KDDI株式会社、株式会社KDDI総合研究所、国立大学法人京都大学大学院工学研究科の野田 進 教授、森田 遼平 同特定研究員、井上 卓也 同助教らの研究グループ(以下、京都大学)はこれまで、通常の半導体レーザよりも高出力で狭い拡がり角のビームが得られる「フォトニック結晶レーザ」を用いた、自由空間光通信の研究開発を行ってきた。
フォトニック結晶レーザは、光ファイバ増幅器などの大型装置を使わずに、単一の半導体デバイスだけで光ファイバ増幅器などを用いた場合と同等以上の送信パワーが実現できるため、通信システムの大幅な小型化や低消費電力化が期待されている。
フォトニック結晶レーザを用いた自由空間光通信は、その小型・低消費電力の特長から、宇宙空間での利用が想定されている。さらに衛星間通信での活用に向けては、3万6,000kmを超える長距離をカバーする必要がある。
これまでの実証では、光の強度情報のみを用いて情報伝達を行う「強度変調・直接検波方式」を用いていたが、長距離宇宙空間を見据えると、受信感度がより高い通信方式を適用することで、通信距離を延伸する技術が求められていた。
こうした中、KDDIとKDDI総合研究所、京都大学は、光を緻密制御するフォトニック結晶レーザを用いた、超高感度な自由空間光通信方式の実証に成功したことを発表した。
フォトニック結晶レーザの周波数変調と、弱い光でも多くのデータ受信を可能とするコヒーレント受信方式を組み合わせることで、送信器から発射された光が受信側で1億分の1に減衰していても、光ファイバ増幅器を用いることなく通信が可能となる。
通常、半導体レーザに直接電流を注入すると、その電流に応じて半導体レーザからの出力光の強度が変調される。また、この過程において、出力光の強度だけでなく、周波数も同時に変調されることが知られている。
今回、この現象を積極的に活用し、送信側ではフォトニック結晶レーザを従来の強度変調よりも効率的で大出力な「周波数変調器」として動作させ、受信側では、フォトニック結晶レーザの狭線幅性を生かしたコヒーレント受信方式を取り入れることで、極めて弱い光信号でも受信できる、超高感度な自由空間光通信方式が考案された。
実験では、0.5GbaudのNRZ電気信号によって、フォトニック結晶レーザを直接駆動し、高出力光周波数変調信号を生成した。そして、この光信号を1億分の1に減衰させ、コヒーレント受信後に復調を行っても、もとのNRZ信号が復元できることが確認された。
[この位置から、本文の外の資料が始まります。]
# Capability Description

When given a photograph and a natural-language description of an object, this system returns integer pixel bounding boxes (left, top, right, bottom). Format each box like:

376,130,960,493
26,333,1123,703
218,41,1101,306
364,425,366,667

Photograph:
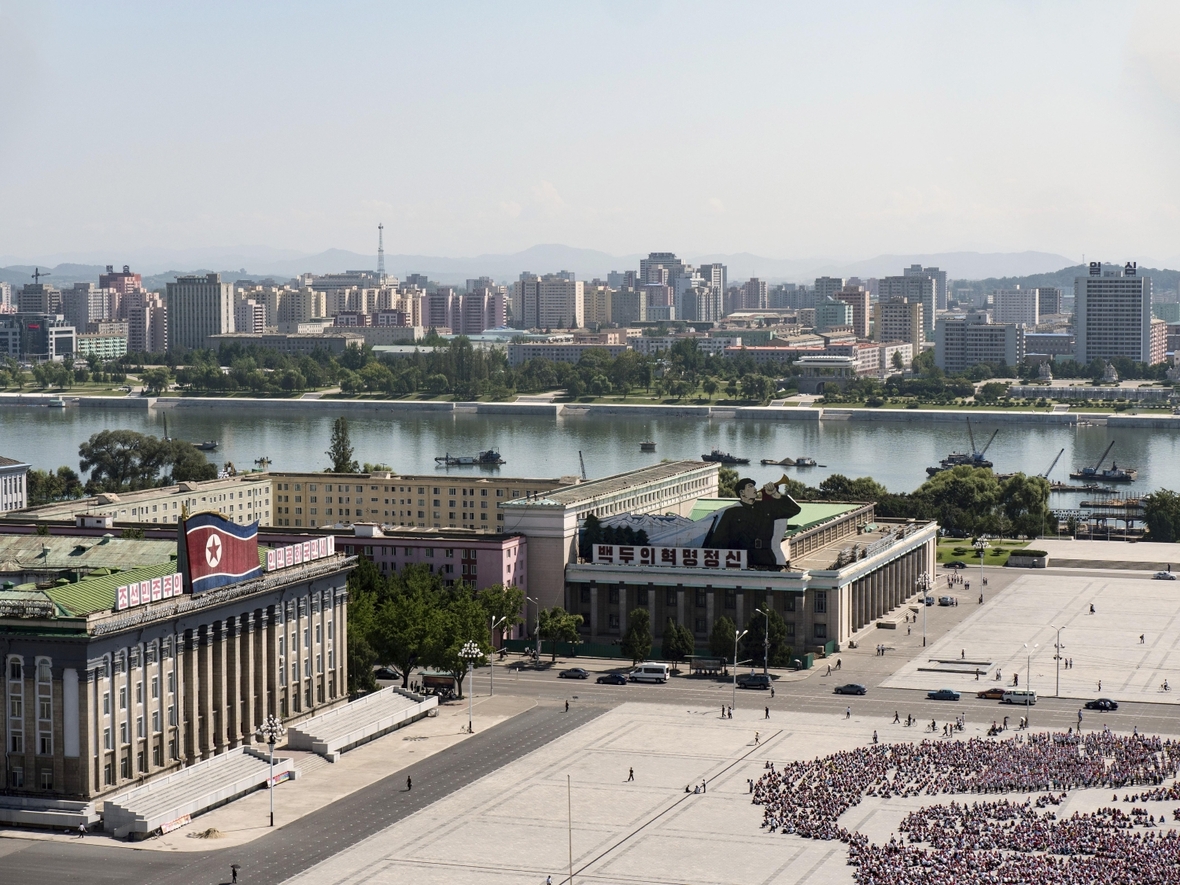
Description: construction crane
31,267,50,283
1072,440,1116,479
1040,448,1065,479
578,450,588,481
977,429,999,460
966,416,978,455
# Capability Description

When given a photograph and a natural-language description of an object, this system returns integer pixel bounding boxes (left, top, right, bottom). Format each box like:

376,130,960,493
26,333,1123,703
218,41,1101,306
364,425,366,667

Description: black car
945,561,968,569
374,667,399,681
1084,698,1119,711
596,673,628,685
558,668,589,680
833,683,866,695
927,688,961,701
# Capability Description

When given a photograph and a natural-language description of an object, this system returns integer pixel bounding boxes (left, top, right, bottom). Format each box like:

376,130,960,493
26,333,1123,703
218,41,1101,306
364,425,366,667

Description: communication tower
377,223,385,278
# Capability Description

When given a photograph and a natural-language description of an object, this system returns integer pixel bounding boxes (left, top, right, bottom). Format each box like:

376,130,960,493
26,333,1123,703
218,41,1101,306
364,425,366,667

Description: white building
513,274,584,330
992,288,1039,327
0,455,29,514
935,314,1025,373
1074,262,1154,364
165,273,234,351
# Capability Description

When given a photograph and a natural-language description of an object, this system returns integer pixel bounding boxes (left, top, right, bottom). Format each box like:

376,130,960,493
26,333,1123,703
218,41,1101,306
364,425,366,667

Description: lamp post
1023,642,1038,726
1050,625,1063,697
916,572,932,647
974,537,990,600
732,628,749,711
755,607,771,675
489,615,506,696
460,640,481,734
525,595,541,660
254,714,285,827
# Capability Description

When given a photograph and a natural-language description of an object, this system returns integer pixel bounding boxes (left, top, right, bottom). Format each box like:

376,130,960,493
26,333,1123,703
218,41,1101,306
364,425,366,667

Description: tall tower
377,223,385,278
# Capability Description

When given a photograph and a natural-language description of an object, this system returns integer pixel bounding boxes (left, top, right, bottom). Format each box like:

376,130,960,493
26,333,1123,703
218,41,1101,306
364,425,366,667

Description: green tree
346,559,383,694
477,583,526,642
742,608,793,668
620,607,652,665
1144,490,1180,543
25,466,84,506
718,466,739,498
660,617,694,668
140,366,173,396
538,606,583,661
708,615,737,661
425,587,490,699
373,564,441,688
702,377,719,400
999,474,1051,538
79,429,215,493
326,416,359,473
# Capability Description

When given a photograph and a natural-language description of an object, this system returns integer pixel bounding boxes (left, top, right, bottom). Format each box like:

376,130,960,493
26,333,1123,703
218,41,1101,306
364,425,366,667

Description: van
629,662,670,683
1002,690,1037,705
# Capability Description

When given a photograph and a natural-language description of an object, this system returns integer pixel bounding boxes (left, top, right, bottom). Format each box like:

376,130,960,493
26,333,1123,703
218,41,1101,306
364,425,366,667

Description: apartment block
1074,262,1153,364
872,298,924,350
165,274,234,351
935,314,1025,373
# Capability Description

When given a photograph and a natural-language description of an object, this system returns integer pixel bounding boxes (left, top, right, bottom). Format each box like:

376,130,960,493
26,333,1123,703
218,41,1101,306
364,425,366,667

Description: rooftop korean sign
115,572,183,612
266,536,335,572
592,544,746,570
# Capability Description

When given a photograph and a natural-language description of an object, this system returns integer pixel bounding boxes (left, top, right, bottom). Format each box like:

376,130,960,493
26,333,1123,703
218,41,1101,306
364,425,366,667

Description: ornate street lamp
489,616,506,696
460,639,481,734
732,628,749,711
755,607,771,675
254,714,286,827
974,537,990,600
916,572,932,647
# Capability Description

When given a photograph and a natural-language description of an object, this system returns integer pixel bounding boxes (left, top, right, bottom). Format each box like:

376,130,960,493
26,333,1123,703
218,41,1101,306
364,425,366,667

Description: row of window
578,587,819,613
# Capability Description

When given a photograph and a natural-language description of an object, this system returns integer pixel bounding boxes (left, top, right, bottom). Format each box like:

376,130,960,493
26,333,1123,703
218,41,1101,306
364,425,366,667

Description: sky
2,1,1179,266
これにより、波長940nmにおいて、送信側のビームの直径および受信側の開口の直径を64mmと仮定した場合の伝送可能距離が、宇宙空間における低軌道衛星から静止軌道衛星間(約3万6,000km)に相当する距離で通信ができるようになった。
今後は、フォトニック結晶レーザを用いた、さらなる長距離かつ大容量な自由空間光通信を実現し、6G時代における宇宙空間での通信を支える光伝送技術の研究開発を推進していくとしている。
なお、今回の成果は、2023年10月1日~5日に開催される、光通信分野の国際学術会議「ECOC2023(The European Conference on Optical Communication)」において、一般論文投稿締め切り後(ポストデッドライン)に受け付けられる論文「ポストデッドライン論文」として発表された。